Cry Lion, the bike you describe sounds awesome for cycling in Afghanistan. 

J/K thanks for your input! :thumbsup:


----------



## cry lion

you know, between the unrepaired roads, glass, stairs and heroin needles laying around everywhere this is what it takes, sometimes  i rather not be late.


----------



## MattSoutherden

For me - I like riding a road bike that I can get a similar fit to my race bike as I do a lot of my training on my commute. The only minor fit change I have is slightly higher bars.

Key things I've migrated to over the years are:

1) Lightweight rack with an expandable trunk bag. Riding in a road position with a backpack is a pain.
2) Full guards.
3) Bigger tyres. I run 30mm. (When it was snowing I had 35mm 'cross tyres on)

Matt.


----------



## SlurpeeKing

Cyclist69 said:


> Wow!
> 
> I can see both side of the points made…
> 
> It seems some people prefer commuting on a Junker because no worries on thievery or the bike getting trashed from weather. Then on the other side, you have the individuals who prefer having the best bike possible because if you’re going to be riding this bike the most and normally it’s to work, and how important is that?
> 
> That seems logical…


I don't commute but if I did it wouldnt be on a junker. I don't commute to work everyday in a 1980's chevette because i don't want my newer car getting trashed. Doesn't make sense to me.


----------



## kjdhawkhill

"Riding in a road position with a backpack is a pain."

That's what I thought when I had regular back packs sized for day hiking or school books. But I find it's not entirely true for all, a small camelback sized bag works really well. Keep it tightly hooked on and loaded with heavier items down low, and only accessories (no shoes, pants or mid-weight jackets). 

I have full fenders, but I'm not entirely sold on them yet. I've only had them for a few weeks.

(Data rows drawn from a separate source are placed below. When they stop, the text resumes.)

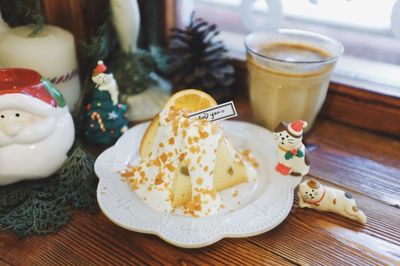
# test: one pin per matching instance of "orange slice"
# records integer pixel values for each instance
(190, 100)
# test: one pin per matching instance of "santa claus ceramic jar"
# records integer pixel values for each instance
(36, 128)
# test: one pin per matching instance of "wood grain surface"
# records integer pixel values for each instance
(364, 163)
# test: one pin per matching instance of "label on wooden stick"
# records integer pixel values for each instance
(216, 113)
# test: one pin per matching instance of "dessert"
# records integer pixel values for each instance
(186, 161)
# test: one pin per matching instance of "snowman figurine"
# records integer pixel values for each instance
(36, 128)
(292, 157)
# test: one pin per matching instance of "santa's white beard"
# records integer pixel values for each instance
(20, 161)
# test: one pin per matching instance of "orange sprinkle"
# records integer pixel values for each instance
(163, 157)
(170, 167)
(203, 134)
(199, 181)
(159, 178)
(194, 149)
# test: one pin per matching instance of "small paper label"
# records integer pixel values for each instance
(216, 113)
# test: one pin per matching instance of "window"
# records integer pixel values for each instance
(372, 53)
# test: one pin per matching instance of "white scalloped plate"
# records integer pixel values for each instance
(259, 206)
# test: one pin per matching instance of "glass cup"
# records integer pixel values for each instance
(289, 74)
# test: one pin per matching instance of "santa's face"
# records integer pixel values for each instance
(34, 138)
(19, 126)
(102, 78)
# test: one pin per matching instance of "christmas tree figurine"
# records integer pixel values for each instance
(106, 117)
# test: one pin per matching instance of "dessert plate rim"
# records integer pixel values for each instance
(127, 211)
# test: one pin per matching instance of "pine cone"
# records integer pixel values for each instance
(196, 60)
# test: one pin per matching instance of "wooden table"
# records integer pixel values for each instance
(349, 158)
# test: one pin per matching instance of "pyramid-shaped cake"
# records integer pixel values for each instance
(186, 161)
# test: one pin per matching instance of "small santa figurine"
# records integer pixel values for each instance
(36, 128)
(105, 82)
(292, 159)
(106, 117)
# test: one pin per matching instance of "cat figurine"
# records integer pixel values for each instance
(314, 195)
(292, 158)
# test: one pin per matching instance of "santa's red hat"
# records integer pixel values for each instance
(25, 89)
(296, 128)
(100, 68)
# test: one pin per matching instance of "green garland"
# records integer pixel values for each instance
(42, 206)
(22, 12)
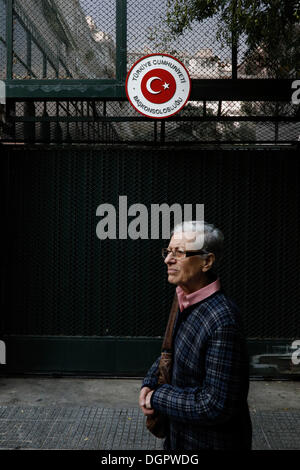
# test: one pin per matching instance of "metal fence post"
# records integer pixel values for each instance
(121, 40)
(9, 39)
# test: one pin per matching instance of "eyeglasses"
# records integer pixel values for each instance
(179, 253)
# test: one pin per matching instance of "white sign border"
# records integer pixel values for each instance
(150, 104)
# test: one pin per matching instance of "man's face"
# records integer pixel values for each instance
(184, 271)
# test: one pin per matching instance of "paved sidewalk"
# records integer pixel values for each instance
(71, 413)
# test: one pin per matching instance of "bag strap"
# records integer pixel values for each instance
(167, 342)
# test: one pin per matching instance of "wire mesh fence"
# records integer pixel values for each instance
(117, 122)
(61, 279)
(78, 39)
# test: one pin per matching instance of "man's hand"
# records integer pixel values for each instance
(144, 401)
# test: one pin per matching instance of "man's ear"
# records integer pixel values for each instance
(209, 261)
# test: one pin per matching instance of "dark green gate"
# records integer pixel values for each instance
(76, 304)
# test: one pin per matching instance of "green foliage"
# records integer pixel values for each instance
(271, 27)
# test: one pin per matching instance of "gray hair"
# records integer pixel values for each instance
(211, 240)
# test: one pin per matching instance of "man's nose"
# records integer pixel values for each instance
(170, 259)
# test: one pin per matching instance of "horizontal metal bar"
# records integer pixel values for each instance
(206, 89)
(113, 141)
(70, 118)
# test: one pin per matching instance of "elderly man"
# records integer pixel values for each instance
(206, 402)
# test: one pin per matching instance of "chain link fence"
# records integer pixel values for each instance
(63, 280)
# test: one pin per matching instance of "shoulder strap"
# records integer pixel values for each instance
(167, 342)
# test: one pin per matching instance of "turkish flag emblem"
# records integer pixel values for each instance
(158, 86)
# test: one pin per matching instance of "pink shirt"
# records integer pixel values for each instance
(185, 300)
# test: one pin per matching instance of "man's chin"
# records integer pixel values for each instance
(172, 279)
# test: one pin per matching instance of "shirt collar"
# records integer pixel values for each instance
(186, 300)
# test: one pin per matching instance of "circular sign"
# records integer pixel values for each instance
(158, 86)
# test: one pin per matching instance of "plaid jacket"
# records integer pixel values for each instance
(206, 401)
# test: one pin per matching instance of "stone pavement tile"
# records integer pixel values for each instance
(79, 427)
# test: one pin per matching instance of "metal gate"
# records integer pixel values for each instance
(74, 304)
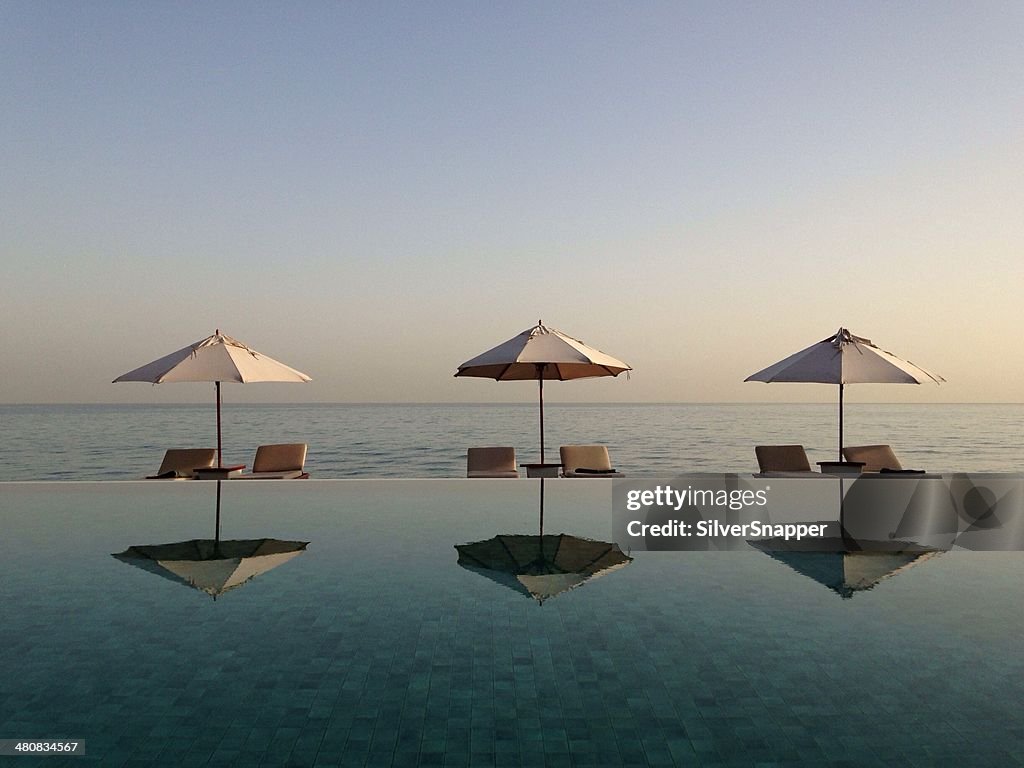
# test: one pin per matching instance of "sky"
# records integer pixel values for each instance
(376, 192)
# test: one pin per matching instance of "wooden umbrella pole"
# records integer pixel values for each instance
(841, 421)
(220, 461)
(540, 382)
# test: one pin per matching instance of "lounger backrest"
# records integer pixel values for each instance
(497, 459)
(281, 458)
(183, 461)
(586, 457)
(876, 458)
(782, 459)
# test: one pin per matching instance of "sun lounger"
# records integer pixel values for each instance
(180, 463)
(587, 461)
(876, 458)
(491, 462)
(279, 462)
(782, 460)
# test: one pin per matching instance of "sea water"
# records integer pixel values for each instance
(122, 441)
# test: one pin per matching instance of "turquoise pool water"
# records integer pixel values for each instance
(374, 647)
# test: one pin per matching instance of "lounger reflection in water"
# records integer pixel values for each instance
(212, 566)
(180, 463)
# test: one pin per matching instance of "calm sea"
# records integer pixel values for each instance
(103, 442)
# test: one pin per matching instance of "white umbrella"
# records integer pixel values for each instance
(216, 358)
(845, 358)
(542, 353)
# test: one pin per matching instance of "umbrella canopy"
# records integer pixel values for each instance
(541, 566)
(217, 358)
(211, 566)
(845, 358)
(540, 353)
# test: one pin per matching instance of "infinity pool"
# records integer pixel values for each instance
(373, 646)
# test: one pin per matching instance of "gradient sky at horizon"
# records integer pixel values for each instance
(375, 193)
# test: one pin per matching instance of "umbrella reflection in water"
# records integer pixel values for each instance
(846, 571)
(544, 565)
(212, 565)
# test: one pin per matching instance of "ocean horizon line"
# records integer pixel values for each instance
(529, 403)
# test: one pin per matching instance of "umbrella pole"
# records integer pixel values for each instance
(216, 532)
(540, 382)
(841, 422)
(220, 460)
(542, 507)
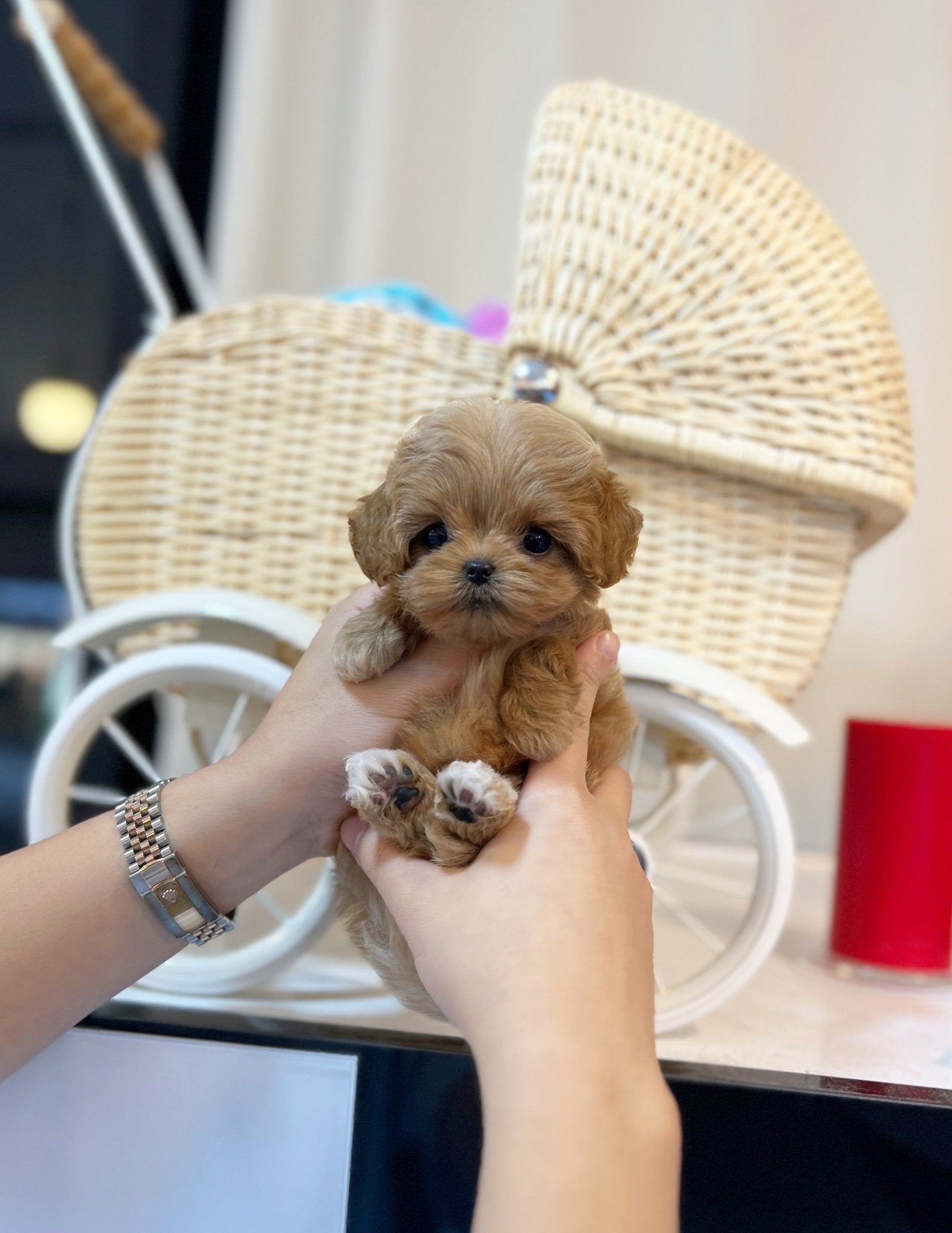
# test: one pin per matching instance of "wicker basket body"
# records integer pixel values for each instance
(713, 329)
(235, 447)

I fully agree on "Bigger tyres." Absolutely no reason to run 23s on a daily ride with extra weight of commuting gear and the concerns of reliability minimizing flats. I run the 32s that came on my cross bike (and have some of the specialized borough cross tires, also in 32, on order). 

If I ever need a new frame I'll switch to one with disc brakes for wet weather predictability but the traffic where I ride isn't bad and my 21.4 miles are mostly between towns on open country roads so the canti's and some basic awareness are fine for my current situation.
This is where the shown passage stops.